Шрифт:
— У тебя когда-нибудь была гувернантка? — спросила она меня через неделю, внимательно и долго глядя мне в лицо, а я старался поймать губами ее длинные живые ресницы. Мы сидели с ней рядом, в ее комнате, где она жила с Мадлэн и Юной, в низкой, обшитой деревом, длинной комнате верхнего этажа, с маленьким створчатым окном, которое в то утро все распахивалось.
— Нет, не было, — ответил я.
— Ты, наверное, удивляешься, что у меня нет гувернантки?
— Немножко.
— Это потому, что у нас нет денег, — сказала она спокойно.
Я хотел возразить.
— Слава Богу, у нас нет на это денег! — повторила она. — Я думаю, что скоро, если только я не выйду замуж за богатого человека, я буду служить в конторе.
— Почему в конторе? Бог с тобой!
— Это будет чудно. А когда бабушка умрет… Как ты думаешь, она скоро умрет?
— Она может прожить еще лет двадцать.
— Что ты! Разве живут до ста лет?.. Да, так вот, когда бабушка умрет, — она остановилась, — Роканваль, — она опять остановилась, — про-да-дут.
— Да что ты?
— Продадут! — вскричала она с восторгом и растопырила пальцы. — Сперва продадут деревья, — с этого начнут. Липы, тополя, осины, — знаменитые, которых никакой червяк не ест, из которых строят все самое лучшее во Франции. Потом — дом с кусочком сада — под богадельню или санаторию.

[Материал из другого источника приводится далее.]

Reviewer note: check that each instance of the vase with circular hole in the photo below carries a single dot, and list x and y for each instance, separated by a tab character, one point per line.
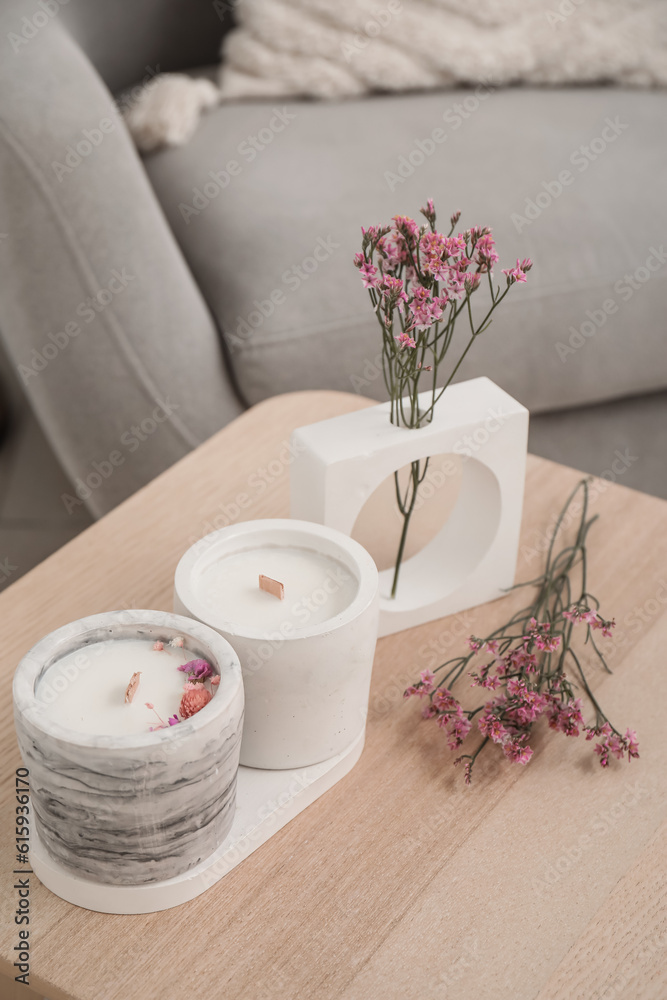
340	462
118	796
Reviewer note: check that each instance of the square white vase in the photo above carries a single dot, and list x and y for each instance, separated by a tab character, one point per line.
340	462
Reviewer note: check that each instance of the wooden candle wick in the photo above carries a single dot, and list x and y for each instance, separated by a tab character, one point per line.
272	586
132	687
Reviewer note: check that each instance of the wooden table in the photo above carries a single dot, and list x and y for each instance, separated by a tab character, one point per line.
539	882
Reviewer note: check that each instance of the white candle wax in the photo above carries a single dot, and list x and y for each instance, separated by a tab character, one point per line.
85	690
317	588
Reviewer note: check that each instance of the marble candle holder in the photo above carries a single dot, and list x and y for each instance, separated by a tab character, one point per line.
306	686
135	809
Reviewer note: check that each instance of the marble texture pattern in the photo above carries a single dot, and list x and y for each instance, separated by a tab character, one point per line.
131	810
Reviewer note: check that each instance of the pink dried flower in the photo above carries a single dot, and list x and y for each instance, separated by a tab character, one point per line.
517	750
369	275
428	211
195	697
485	253
444	700
405	340
517	273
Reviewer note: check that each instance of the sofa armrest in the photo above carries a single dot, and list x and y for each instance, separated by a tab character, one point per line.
99	313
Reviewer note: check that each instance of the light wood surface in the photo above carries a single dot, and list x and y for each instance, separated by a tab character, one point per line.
541	882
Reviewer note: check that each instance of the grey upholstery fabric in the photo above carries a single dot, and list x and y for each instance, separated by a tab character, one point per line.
99	312
624	441
128	39
314	172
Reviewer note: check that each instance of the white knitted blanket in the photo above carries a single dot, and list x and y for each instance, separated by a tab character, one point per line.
343	48
336	48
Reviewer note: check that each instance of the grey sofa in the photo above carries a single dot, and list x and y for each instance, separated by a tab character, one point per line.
169	293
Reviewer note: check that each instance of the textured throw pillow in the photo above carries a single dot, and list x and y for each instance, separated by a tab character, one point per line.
335	48
343	48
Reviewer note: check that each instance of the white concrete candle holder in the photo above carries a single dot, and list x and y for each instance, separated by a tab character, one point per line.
129	810
340	462
306	660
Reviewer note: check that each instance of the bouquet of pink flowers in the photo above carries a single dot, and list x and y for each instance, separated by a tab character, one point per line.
420	281
531	667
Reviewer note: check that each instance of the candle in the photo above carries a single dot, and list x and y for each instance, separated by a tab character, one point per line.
306	659
317	587
85	690
112	801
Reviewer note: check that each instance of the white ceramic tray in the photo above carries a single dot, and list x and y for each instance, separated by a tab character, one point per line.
265	802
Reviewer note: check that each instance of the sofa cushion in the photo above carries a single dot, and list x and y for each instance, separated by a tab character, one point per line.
267	200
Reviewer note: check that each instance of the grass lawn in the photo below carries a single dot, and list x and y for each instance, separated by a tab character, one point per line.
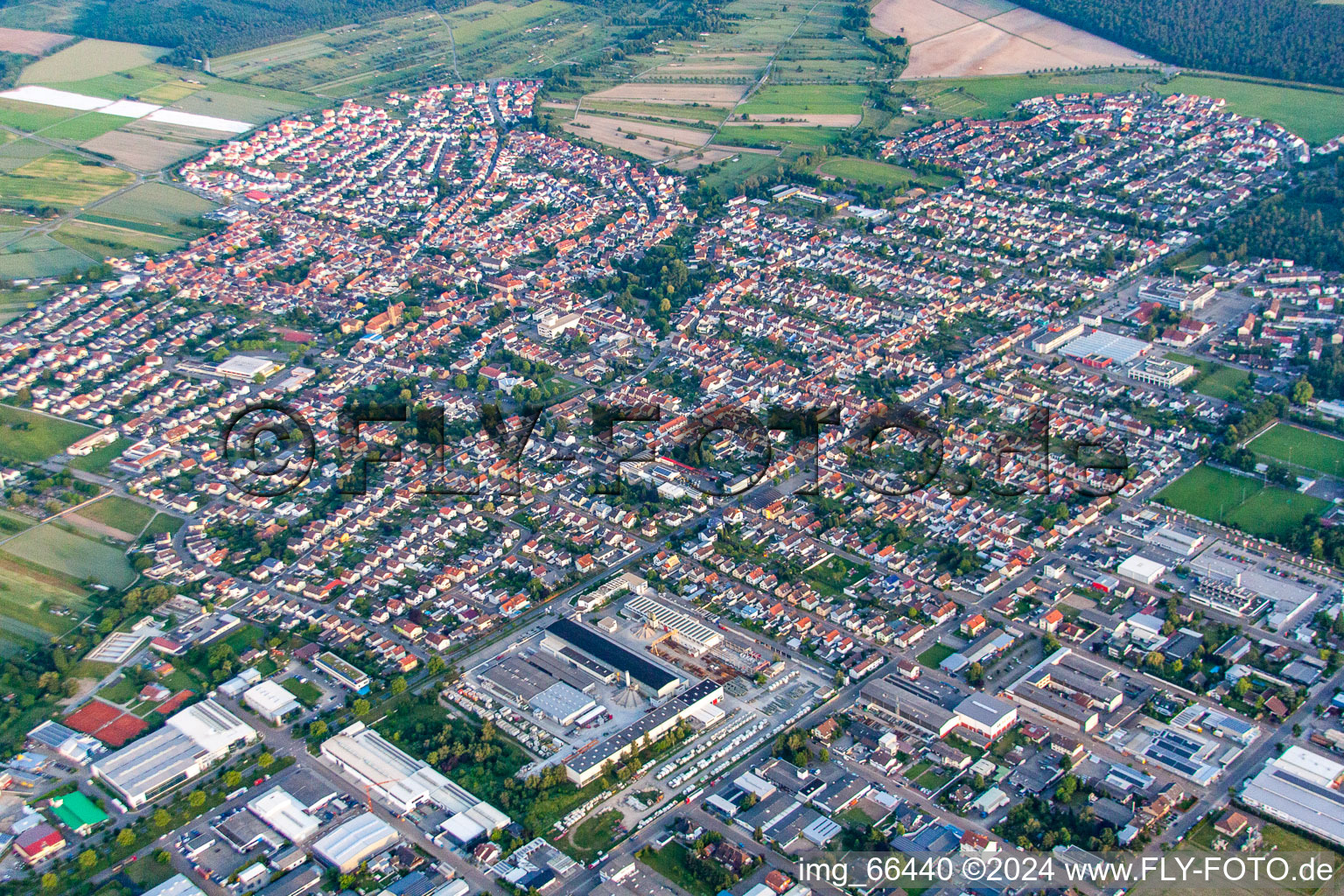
1274	512
1239	501
777	136
164	522
118	512
594	835
1215	381
1312	115
879	173
27	437
242	639
996	95
124	690
74	555
35	605
834	575
100	461
805	100
306	692
671	861
1301	448
935	654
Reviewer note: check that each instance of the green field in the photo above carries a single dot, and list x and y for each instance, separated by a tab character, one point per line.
996	95
101	458
879	173
152	208
1239	501
935	654
82	128
305	692
834	575
777	136
88	60
164	522
73	555
805	100
1314	116
594	835
118	512
60	178
416	49
29	597
29	437
1214	379
1301	448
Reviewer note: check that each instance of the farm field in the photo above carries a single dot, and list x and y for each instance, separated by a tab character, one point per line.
29	595
416	50
975	38
995	97
89	58
39	256
118	512
60	178
781	136
1314	116
1239	501
1301	448
305	692
73	555
30	43
796	101
32	116
879	173
100	459
30	437
934	654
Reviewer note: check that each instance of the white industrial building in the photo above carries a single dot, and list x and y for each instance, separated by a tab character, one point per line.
399	780
355	841
176	886
692	635
191	742
1141	570
272	702
1303	788
286	815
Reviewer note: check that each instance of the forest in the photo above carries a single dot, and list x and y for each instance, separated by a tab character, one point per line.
1304	225
1286	39
193	30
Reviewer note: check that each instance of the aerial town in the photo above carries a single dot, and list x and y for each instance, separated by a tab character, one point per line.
492	514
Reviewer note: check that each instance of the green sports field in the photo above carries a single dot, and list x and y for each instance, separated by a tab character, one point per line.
1301	448
1239	501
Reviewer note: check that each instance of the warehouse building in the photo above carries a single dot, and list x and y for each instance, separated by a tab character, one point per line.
1303	788
917	715
272	702
586	649
691	635
284	813
341	672
175	886
355	841
699	699
191	742
402	782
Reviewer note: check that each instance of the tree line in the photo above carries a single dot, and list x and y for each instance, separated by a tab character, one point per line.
1265	38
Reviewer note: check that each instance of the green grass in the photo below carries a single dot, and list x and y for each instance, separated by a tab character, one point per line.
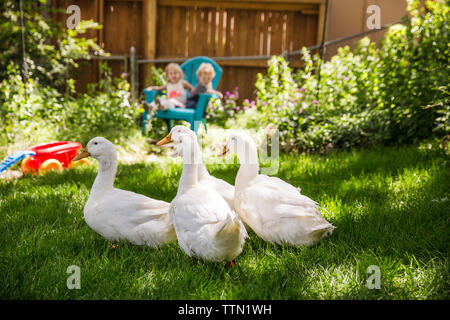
390	207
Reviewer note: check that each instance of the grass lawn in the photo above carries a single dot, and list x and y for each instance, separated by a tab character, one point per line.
390	206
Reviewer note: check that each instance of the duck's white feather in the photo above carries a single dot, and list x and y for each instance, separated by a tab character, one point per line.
205	225
124	215
276	210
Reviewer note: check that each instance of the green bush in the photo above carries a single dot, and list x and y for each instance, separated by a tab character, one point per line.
33	112
51	51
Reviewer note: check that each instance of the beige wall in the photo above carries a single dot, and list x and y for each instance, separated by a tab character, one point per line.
347	17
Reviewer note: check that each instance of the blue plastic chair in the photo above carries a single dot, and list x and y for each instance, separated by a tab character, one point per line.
193	116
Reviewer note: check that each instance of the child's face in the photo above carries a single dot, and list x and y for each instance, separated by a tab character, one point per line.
173	75
204	78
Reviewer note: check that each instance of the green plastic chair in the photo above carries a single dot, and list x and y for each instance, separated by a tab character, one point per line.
193	116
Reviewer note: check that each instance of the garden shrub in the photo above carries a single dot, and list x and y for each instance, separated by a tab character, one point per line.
393	94
40	104
33	112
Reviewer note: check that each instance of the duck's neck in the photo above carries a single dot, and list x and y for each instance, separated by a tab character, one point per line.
105	176
249	165
191	163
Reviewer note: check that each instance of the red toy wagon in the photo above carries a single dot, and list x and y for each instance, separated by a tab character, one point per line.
51	156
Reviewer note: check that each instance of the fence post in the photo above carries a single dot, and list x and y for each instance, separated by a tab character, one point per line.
133	66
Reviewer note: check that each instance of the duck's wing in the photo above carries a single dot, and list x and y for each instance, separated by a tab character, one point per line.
198	207
270	198
225	189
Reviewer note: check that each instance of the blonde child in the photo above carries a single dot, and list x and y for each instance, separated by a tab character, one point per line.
205	76
176	89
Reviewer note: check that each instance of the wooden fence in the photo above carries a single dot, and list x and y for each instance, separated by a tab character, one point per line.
172	29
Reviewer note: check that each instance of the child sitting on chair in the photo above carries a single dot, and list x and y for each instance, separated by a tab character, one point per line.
205	75
176	89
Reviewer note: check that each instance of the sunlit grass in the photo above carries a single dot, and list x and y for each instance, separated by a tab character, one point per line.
390	207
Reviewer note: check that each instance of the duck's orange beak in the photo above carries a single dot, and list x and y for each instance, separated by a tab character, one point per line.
83	154
224	152
167	139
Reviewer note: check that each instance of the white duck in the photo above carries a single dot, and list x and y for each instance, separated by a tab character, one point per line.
273	208
225	189
118	214
206	226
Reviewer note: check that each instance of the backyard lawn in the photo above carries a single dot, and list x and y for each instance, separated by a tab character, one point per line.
390	207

Потом разрушится сама собой каменная ограда, и землю разобьют на маленькие участки и продадут их в рассрочку. И люди начнут строить такие маленькие, гаденькие домики, все одинаковые, а какие останутся кусты, — обведут проволочным забором. И вот поставят там граммофоны, и развесят сушить белье, и посадят кругом цветочки…
Какая-то грустная радость была в ее голосе. Она вдруг замолчала, прижалась ко мне, обняв меня за шею. Мне было грустно и хорошо, так хорошо, как еще никогда с ней не бывало. И вдруг мы услышали страшный шорох, тихий звук, идущий не то с потолка, не то со стен. Я удивленно прислушался.
— Это червяки, — сказала она. — Точат дерево. Точат Роканваль. Тихонько точат. Тут, видишь ли, не из нашей сосны строили, из простого дуба. Эти комнаты дедушка отделал наспех, когда у бабушки начались дети, а деньги кончились.
Она говорила все это так просто, так спокойно, так по-взрослому, задумчиво, что я подумал: полно! Та ли это девочка, которая еще вчера притащила из шкатулки Прасковьи Дмитриевны какой-то пахучий порошок и уверяла всех, что это — нюхательный табак (он оказался сушеной лавандой)?
— Поди сюда, — сказал я ей, хотя нельзя было быть ближе. Я хотел рассеять впечатление взрослости, которое так меня всегда в ней волновало. — Поди сюда. Почему ты все это говоришь? Почему ты хочешь, чтобы бабушка умерла, почему ты хочешь, чтобы продали Роканваль?
— Он какой-то… не модный.
— А разве ты любишь только модное?
— Я ничего не люблю.
— Но ведь он немножко и твой. Если его продадут — не будет ничего.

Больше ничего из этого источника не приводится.